Anschober: Kapazitätsgrenzen Mitte oder Ende November erreicht
Anschober rechnet damit, dass Mitte oder Ende November die Kapazitätsgrenzen gesprengt werden, wenn der Trend nicht gebrochen wird. Deshalb gebe es nun „akuten Handlungsbedarf, um diese Entwicklung zu stoppen“. Problematisch sei, dass derzeit der Altersschnitt steigt und vermehrt Infektionen in Alters- und Pflegeheimen auftreten.

Herwig Ostermann, Geschäftsführer von Gesundheit Österreich, erläuterte, dass von 100 Neuinfizierten derzeit im Schnitt eine Person auf eine Intensivstation kommt und dort im Schnitt 12,5 Tage versorgt werden muss. Die Patienten werden „rasant mehr“. Mitte November werden laut Prognose 400 bis 500 Patienten auf Intensivstationen liegen, sagte Ostermann. Diese sind auch „versorgbar“. Im Schnitt gibt es 2000 Intensivbetten in Österreich, belegt werden können diese laut Ostermann mit 1800 Menschen. Ungefähr 60 Prozent davon benötigen die Betten akut, also nach Unfällen oder wegen nicht verschiebbarer Eingriffen. Somit gebe es ein Potenzial von 700 Betten, die in einem Notfall für Patienten zur Verfügung gestellt werden können.

Klaus Markstaller, Präsident der Österreichischen Gesellschaft für Anästhesie, Reanimation und Intensivmedizin (ÖGARI), betonte, dass eine Erweiterung der Intensivkapazitäten kurzfristig nicht möglich sei. Werde die Intensivmedizin bei Neuinfektionszahlen über 6000 an ihre Grenze gebracht, „dann wären wir nicht mehr in der Lage, bestmögliche Medizin bereitzustellen“, warnte Markstaller.

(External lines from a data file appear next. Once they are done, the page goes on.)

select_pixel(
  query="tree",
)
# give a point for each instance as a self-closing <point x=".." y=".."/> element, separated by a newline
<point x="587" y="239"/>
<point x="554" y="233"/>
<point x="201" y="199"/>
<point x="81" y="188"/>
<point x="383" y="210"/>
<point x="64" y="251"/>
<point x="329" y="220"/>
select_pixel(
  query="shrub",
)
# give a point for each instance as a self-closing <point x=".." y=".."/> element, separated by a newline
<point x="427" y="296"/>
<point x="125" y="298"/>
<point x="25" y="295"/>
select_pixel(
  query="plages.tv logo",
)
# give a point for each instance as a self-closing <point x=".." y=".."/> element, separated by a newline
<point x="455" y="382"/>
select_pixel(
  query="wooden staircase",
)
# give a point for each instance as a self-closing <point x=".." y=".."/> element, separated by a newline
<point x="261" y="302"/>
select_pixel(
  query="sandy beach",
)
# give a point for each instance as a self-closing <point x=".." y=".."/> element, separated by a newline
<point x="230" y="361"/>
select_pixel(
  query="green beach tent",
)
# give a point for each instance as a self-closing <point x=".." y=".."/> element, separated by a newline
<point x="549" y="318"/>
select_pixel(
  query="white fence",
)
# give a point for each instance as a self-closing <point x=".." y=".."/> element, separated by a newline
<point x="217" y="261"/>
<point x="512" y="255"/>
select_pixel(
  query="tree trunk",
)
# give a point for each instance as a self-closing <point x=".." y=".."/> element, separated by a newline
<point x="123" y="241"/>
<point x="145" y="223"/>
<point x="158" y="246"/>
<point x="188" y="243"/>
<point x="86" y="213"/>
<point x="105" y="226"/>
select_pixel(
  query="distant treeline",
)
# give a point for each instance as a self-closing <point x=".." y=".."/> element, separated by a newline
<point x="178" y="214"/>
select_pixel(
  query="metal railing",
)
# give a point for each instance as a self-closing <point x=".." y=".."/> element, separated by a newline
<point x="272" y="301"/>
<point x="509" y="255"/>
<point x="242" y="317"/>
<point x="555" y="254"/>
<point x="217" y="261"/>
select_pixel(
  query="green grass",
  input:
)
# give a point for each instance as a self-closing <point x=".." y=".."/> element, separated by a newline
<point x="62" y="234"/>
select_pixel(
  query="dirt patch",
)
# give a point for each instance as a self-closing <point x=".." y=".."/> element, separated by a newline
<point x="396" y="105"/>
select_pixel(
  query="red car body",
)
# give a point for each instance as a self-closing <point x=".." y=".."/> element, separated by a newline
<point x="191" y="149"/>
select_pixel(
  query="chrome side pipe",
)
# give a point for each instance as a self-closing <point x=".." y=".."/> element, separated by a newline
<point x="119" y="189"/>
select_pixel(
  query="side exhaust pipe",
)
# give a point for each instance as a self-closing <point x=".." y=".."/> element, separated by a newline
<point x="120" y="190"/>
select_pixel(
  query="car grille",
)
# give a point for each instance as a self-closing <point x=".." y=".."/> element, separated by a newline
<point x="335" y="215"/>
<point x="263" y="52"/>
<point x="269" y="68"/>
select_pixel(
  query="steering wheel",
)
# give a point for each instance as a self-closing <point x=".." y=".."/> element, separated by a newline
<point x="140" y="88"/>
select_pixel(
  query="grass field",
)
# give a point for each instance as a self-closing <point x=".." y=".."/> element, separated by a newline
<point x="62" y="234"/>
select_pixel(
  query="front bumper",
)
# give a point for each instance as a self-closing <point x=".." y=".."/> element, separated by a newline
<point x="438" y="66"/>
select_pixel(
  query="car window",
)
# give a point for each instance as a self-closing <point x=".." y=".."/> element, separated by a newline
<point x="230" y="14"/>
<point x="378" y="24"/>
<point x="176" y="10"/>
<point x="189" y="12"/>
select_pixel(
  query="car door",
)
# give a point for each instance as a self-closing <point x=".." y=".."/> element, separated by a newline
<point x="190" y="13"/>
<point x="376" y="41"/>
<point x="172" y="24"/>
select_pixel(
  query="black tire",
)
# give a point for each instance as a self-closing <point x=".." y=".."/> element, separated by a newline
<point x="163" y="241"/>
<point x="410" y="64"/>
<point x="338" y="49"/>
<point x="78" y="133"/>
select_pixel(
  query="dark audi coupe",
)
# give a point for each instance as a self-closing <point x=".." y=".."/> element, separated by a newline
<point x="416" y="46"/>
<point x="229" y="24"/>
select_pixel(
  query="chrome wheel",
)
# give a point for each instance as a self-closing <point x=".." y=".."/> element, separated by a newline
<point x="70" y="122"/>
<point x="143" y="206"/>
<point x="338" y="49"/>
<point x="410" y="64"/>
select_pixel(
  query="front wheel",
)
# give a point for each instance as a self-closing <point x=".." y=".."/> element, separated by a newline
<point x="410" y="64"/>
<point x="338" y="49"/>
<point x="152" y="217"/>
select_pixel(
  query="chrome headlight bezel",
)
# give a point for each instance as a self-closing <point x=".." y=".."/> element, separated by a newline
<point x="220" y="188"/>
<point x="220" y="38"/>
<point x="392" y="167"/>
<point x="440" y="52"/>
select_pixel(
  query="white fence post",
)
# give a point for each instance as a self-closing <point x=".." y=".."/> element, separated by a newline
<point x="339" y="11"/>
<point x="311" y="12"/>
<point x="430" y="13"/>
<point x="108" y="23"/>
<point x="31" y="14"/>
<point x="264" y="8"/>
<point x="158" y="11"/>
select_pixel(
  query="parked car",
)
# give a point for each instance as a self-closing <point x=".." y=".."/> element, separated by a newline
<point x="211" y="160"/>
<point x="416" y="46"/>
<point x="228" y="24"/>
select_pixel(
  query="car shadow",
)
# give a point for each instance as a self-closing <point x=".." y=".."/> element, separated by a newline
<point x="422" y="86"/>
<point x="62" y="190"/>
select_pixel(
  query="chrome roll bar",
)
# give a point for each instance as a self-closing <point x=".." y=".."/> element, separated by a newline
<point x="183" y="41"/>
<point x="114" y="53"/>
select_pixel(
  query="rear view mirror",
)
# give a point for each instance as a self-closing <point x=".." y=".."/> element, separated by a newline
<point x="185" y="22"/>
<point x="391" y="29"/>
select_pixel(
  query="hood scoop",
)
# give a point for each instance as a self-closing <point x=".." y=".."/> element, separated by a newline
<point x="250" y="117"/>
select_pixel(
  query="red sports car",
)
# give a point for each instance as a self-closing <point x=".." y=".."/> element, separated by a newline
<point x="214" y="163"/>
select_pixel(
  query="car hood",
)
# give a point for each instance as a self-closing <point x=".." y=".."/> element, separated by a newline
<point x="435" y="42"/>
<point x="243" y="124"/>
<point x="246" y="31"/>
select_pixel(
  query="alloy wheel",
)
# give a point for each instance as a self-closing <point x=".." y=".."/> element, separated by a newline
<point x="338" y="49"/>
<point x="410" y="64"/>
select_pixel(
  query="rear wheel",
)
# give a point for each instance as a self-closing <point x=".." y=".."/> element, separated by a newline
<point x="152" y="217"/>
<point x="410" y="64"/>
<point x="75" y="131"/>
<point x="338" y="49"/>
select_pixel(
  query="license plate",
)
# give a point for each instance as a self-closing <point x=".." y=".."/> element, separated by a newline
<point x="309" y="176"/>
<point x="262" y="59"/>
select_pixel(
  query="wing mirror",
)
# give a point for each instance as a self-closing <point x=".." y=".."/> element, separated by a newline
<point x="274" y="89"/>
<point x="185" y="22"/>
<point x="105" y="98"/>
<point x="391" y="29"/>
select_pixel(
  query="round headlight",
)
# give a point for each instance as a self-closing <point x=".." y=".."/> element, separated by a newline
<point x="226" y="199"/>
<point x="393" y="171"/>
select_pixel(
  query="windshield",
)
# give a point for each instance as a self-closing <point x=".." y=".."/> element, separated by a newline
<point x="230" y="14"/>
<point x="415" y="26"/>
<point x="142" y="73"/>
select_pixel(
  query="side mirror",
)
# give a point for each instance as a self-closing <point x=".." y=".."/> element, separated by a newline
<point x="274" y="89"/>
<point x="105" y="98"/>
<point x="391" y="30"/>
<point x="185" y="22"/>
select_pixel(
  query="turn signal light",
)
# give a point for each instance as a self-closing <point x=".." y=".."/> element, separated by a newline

Kurz: „Wagen Sie Blick in andere Länder“
All jenen, „die das noch immer nicht glauben“, richtete Kurz aus: „Wagen Sie einen Blick in andere Länder.“ In Großbritannien seien bereits erste Krebs-OPs verschoben worden. In den Niederlanden und Tschechien können Patienten nicht mehr behandelt werden und müssten ins Ausland gebracht würden. Der Bundeskanzler betonte in diesem Zusammenhang, nicht zulassen zu wollen, dass Ärzte im schlimmsten Fall entscheiden müssen, „wen sie behandeln und wen nicht“.

FPÖ kritisiert „gesundheitspolitische Schutzhaft“
Scharfe Kritik an den kolportierten Lockdown-Plänen hatte am Donnerstag bereits vorab die FPÖ geäußert. „Seit Monaten warnen die schwarz-grüne Regierung und insbesondere Kanzler Kurz so intensiv vor einer ,zweiten Welle‘ der Corona-Verbreitung, dass man meinen möchte, diese Welle werde geradezu heraufbeschworen. Ansonsten waren sie aber offenbar völlig untätig“, sagte FPÖ-Klubobmann Herbert Kickl. „Kurz hat vor drei Tagen den Lockdown als ,Ultima-Maßnahme‘ bezeichnet. Lange hat er nicht gezögert, um zum Äußersten greifen und die Bevölkerung ein weiteres Mal in gesundheitspolitische Schutzhaft nehmen zu wollen - wohl exakt so lang wie das Telefonat mit Deutschlands Kanzlerin Merkel gedauert hat“, meinte der Freiheitliche mit Blick auf das am Mittwoch von Kurz mit Merkel geführte Gespräch über das weitere Vorgehen.